At their annual meeting in June 2016, the AMA adopted new policies that encourage physicians to co-prescribe naloxone to patients at risk of an overdose; promote timely and appropriate access to non-opioid and non-pharmacologic treatments for pain; and support efforts to delink payments to healthcare facilities with patient satisfaction scores relating to the evaluation and management of pain (AMA, 2016a).

The new naloxone policies are intended to increase access to the overdose-reversing drug for friends and family members of patients at risk of overdose. The policy also encourages private and public payers to include all forms of naloxone on their preferred drug lists and formularies with nominal or no cost sharing. The policy supports liability protections for physicians and other authorized health care professionals to prescribe, dispense and administer naloxone. Delegates called for policies to enable law enforcement agencies to carry and administer naloxone, as many states have done (AMA, 2016a).

Probuphine: Fighting Opioid Dependence

Medications like buprenorphine and methadone have revolutionized the treatment of people with opioid use disorder. By controlling cravings and withdrawal symptoms without producing a high, these medications enable the patient to engage in treatment and make healthier choices while balance is gradually restored in brain circuits involved in reward and self-control. In people with severe disorders, these circuits are greatly disrupted (NIDA, 2016c).

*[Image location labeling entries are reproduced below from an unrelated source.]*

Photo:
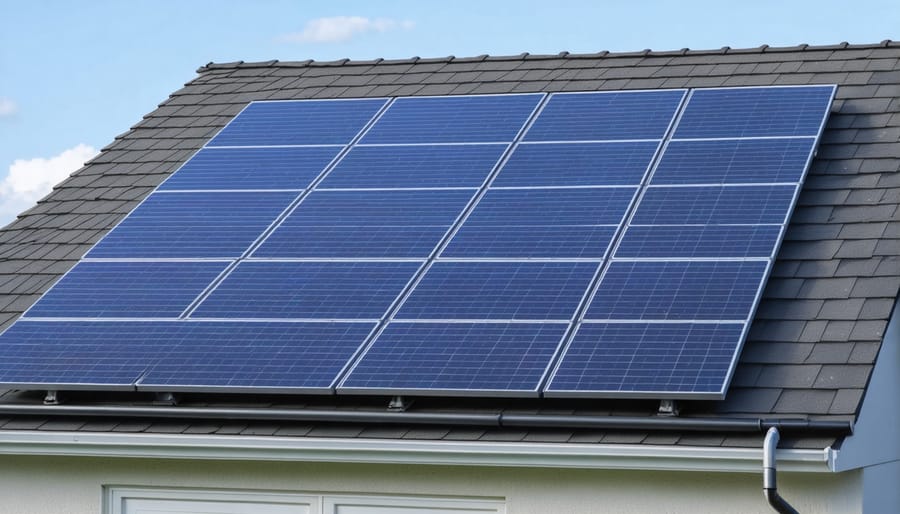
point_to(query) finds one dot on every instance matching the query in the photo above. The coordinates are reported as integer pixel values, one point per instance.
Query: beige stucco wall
(73, 485)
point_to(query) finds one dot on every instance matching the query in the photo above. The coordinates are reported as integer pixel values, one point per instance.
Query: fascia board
(378, 451)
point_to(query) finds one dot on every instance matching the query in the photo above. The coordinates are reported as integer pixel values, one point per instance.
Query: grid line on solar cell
(251, 168)
(461, 357)
(256, 355)
(606, 116)
(703, 241)
(453, 119)
(366, 224)
(667, 358)
(498, 290)
(587, 164)
(425, 166)
(299, 122)
(186, 225)
(126, 289)
(673, 290)
(734, 161)
(541, 223)
(714, 205)
(329, 290)
(755, 111)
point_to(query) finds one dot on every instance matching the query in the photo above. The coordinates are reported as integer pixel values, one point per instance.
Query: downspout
(770, 487)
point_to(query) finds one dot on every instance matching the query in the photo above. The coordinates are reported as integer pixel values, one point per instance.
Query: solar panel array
(572, 244)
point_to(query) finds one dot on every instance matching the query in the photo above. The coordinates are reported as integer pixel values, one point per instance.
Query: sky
(73, 75)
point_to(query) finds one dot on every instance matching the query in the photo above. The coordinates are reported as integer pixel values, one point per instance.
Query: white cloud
(7, 107)
(337, 29)
(29, 180)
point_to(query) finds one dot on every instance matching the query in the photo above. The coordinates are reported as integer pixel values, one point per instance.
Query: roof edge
(536, 57)
(381, 451)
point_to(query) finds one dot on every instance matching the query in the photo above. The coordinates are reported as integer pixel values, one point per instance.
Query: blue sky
(73, 75)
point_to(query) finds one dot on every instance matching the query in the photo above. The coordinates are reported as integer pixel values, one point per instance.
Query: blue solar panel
(302, 122)
(677, 290)
(542, 223)
(643, 359)
(577, 164)
(83, 353)
(183, 225)
(330, 290)
(714, 205)
(251, 168)
(690, 241)
(253, 355)
(499, 290)
(453, 119)
(528, 192)
(415, 166)
(734, 161)
(366, 224)
(127, 289)
(457, 357)
(755, 112)
(578, 242)
(606, 116)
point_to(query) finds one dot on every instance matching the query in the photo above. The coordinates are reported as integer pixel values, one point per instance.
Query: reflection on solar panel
(574, 244)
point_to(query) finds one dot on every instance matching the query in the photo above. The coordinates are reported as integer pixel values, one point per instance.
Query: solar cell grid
(461, 358)
(453, 119)
(425, 166)
(646, 359)
(301, 122)
(366, 224)
(127, 289)
(194, 225)
(677, 290)
(499, 290)
(377, 185)
(329, 290)
(755, 112)
(606, 116)
(577, 164)
(251, 168)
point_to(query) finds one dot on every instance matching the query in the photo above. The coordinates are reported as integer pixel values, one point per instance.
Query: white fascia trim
(380, 451)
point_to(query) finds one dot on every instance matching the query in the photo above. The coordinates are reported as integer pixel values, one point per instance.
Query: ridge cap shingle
(604, 54)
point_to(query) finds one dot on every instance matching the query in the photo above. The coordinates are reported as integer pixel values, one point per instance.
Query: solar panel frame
(443, 244)
(548, 390)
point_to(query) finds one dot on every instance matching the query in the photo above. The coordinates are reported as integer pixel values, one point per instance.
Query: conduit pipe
(770, 486)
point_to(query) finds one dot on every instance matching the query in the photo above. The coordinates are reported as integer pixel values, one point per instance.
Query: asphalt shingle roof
(817, 331)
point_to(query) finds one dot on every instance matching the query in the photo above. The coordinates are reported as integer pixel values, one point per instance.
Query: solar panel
(573, 244)
(453, 119)
(577, 164)
(306, 122)
(607, 116)
(419, 166)
(499, 290)
(307, 290)
(225, 169)
(127, 289)
(366, 224)
(193, 225)
(458, 358)
(520, 223)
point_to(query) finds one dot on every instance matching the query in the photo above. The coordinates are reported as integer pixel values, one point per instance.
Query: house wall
(73, 485)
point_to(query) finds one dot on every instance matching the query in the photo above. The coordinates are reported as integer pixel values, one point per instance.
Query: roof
(816, 334)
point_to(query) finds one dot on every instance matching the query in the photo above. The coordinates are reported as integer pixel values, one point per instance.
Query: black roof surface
(817, 331)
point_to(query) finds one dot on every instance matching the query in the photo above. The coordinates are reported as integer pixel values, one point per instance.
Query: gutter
(498, 420)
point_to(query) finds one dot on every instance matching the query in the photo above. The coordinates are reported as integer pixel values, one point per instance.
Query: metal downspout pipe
(770, 486)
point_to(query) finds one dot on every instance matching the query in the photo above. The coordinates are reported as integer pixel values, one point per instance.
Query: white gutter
(454, 453)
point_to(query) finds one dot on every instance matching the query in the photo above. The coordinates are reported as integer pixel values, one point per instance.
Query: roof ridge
(605, 54)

One of the challenges with all addiction medications, however, is making sure patients adhere to their prescribed regimen. For the medication to be effective, the patient must take their prescription or show up at the clinic daily. This can be challenging for anyone managing life’s responsibilities, especially in times of stress. Failing at this challenge may mean relapse, which can delay recovery (NIDA, 2016c).

In May of 2016 the FDA approved a long-acting buprenorphine implant called Probuphine. This subdermal implant delivers a constant low dose of buprenorphine over six months, the first such tool in the treatment of opioid use disorder. The implant is approved for individuals with opioid dependence who have already been treated with, and are medically stable on, existing orally absorbed buprenorphine formulations. It is a valuable new therapeutic tool for this subset of patients (NIDA, 2016c).

Buprenorphine, which in numerous studies has been shown to significantly improve outcomes for patients, has previously only been available in products that must be taken daily. The Probuphine implant, created by marrying buprenorphine to a polymer, delivers the drug steadily in the body at a low dose, eliminating the need for daily dosing (NIDA, 2016c).